The Bill would provide for another pilot scheme to take place, but with some differences from the first. One problem with the first pilot scheme was that the supervisory role was given solely to the probation service, a stretched organisation that has a heavy burden. The Bill would therefore allow local authorities and charities to share the supervisory role. Many charities would be willing to supervise an individual if that meant they could benefit from a number of hours of work that are of real benefit to a local community.

A second consideration is that the Ministry of Justice’s report suggested that the number of eligible individuals and their commitment levels could vary widely. Surely the emphasis should be on looking at who would be eligible to undertake unpaid work in lieu of a fine, rather than who would not be suitable. The pilot scheme would therefore also take place with an explicit view to the issuing of clear guidance and positive eligibility criteria that would allow unpaid work orders to become a regular option used by the courts to collect financial penalties, especially when magistrates have reason to believe that non-payment is very likely. In practice, that would mean that the time and money spent chasing fines by ordinary means could be turned into productive work in the local community, a principle that the courts already recognise as valuable through the existence of unpaid work as a sentence in itself.

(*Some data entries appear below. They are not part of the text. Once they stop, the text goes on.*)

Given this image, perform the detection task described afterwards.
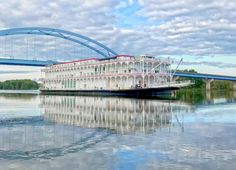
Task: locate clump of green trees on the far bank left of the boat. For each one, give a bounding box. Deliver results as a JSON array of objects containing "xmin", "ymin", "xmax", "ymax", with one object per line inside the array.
[{"xmin": 0, "ymin": 79, "xmax": 39, "ymax": 90}]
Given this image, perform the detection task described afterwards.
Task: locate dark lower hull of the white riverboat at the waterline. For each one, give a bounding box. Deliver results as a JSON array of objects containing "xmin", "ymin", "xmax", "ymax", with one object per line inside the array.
[{"xmin": 40, "ymin": 87, "xmax": 179, "ymax": 97}]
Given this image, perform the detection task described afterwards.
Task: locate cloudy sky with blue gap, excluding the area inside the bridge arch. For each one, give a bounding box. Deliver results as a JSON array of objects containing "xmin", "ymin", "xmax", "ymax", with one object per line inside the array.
[{"xmin": 0, "ymin": 0, "xmax": 236, "ymax": 80}]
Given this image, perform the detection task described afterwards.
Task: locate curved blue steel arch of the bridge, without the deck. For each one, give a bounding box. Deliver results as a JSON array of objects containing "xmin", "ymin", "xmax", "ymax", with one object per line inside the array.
[{"xmin": 0, "ymin": 27, "xmax": 118, "ymax": 58}]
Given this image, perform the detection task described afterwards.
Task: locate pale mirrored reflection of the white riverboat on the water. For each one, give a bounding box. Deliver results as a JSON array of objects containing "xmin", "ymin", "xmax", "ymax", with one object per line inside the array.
[{"xmin": 40, "ymin": 96, "xmax": 192, "ymax": 133}]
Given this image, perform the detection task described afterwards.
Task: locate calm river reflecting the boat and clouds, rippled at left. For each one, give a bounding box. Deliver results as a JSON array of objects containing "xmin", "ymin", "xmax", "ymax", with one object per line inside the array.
[{"xmin": 0, "ymin": 92, "xmax": 236, "ymax": 170}]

There are some efficient existing options for fine collection if an individual is unable to pay up front, but magistrates frequently do not have the confidence in means assessments to make realistic predictions about a payment schedule. To my mind, there are two clear cases where unpaid work orders could be a preferable means of payment: first, where the deduction of a fine from benefits would risk serious implications for the well-being of the defendant or their household, or where a deduction from a benefits order request is refused because the benefit cannot statutorily be reduced; and secondly, the small number of cases where the defendants wish to accelerate the payment to preserve their income, especially if they are relying on benefits. That would be a compassionate measure to allow the poorest to pay back their community in kind, rather than by financial payment. It would also safeguard fine defaulters from imprisonment if they were genuinely unable to pay. The measure would align with the Government’s stated commitment in “Swift and Sure Justice” to have a greater focus on community-based, restorative justice.

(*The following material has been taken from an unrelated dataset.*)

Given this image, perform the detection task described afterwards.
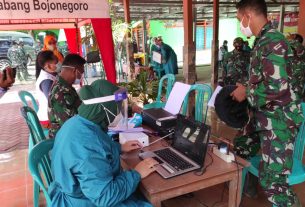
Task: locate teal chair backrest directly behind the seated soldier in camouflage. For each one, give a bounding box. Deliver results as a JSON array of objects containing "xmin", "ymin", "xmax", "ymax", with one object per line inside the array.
[{"xmin": 20, "ymin": 106, "xmax": 46, "ymax": 145}]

There will inevitably be objections to these proposals, which I will now seek to deal with briefly. For those concerned about health and safety or how defendants will be supervised, these practical issues can be worked out and overcome in the pilot scheme, with ministerial direction given to draw up guidance and ensure practicality in the long term. The report on the pilot scheme expressed concerns about the level of commitment and the number of defendants that would be suitable for unpaid work orders. I want to be clear that I am not suggesting that unpaid work will be a useful solution for individuals who are difficult to trace, but at a time when courts are willing to spend a large amount on enforcement and other costs, such as for translation in court, surely we should be looking for ways to ensure that justice is delivered. The Bill also requires that the pilot scheme would take place specifically with a view to issuing guidance on eligibility, which should give magistrates the confidence and clarity when issuing these orders that they might not have had before.

These proposals represent a practical, restorative and compassionate means of paying fines. The public—our constituents—expect justice to be done and that fines levied by the courts will be paid by the individuals concerned, either financially or in kind. In my view, £593 million of unpaid fines is too much, and the situation should not be allowed to continue. I commend this Bill to the House.

Question put and agreed to.


That John Glen, Mr Gary Streeter, Charlie Elphicke, Jeremy Lefroy, Priti Patel, Ms Gisela Stuart, Mr Robert Buckland, Mr Aidan Burley, Fiona Bruce, Nick de Bois and Nicola Blackwood present the Bill.

John Glen accordingly presented the Bill.

Bill read the First time; to be read a Second time on Friday 16 November and to be printed (Bill 80).